You are viewing a plain text version of this content. The canonical link for it is here.
Posted to java-user@lucene.apache.org by "Igal @ getRailo.org" <ig...@getrailo.org> on 2012/11/04 00:35:29 UTC

using CharFilter to inject a space

hi,

I want to make sure that every comma (,) and semi-colon (;) is followed 
by a space prior to tokenizing.

the idea is to then use a WhitespaceTokenizer which will keep commas but 
still split the phrase in a case like:

     "I bought red apples,green pears,and yellow oranges"
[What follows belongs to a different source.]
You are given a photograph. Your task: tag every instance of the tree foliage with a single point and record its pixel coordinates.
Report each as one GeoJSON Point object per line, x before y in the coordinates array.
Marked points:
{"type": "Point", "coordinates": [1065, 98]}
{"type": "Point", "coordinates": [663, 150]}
I'm thinking of extending CharFilter to "inject" a space after the 
comma.  my questions are:

     1) does it make sense or am I completely off here?

     2) are there any code examples of CharFilter implementations with 
injection of a char?

TIA

---------------------------------------------------------------------
To unsubscribe, e-mail: java-user-unsubscribe@lucene.apache.org
For additional commands, e-mail: java-user-help@lucene.apache.org


Re: using CharFilter to inject a space

Posted by Jack Krupansky <ja...@basetechnology.com>.
I still think that we're looking at an "XY Problem" here, haggling over a 
"solution" when the problem has not been clearly and fully stated.

In particular, rather than parsing straight natural language text, the data 
appears to have a structured form. Until the structure is fully defined, 
detailing a parser, especially by playing games such as "injecting spaces" 
is an exercise in futility. I mean, you MIGHT come up with a solution that 
SEEMS to work (at least for SOME cases), and MAY make you happy, but I would 
hate to see other Lucene users adopt such an approach to problem solving.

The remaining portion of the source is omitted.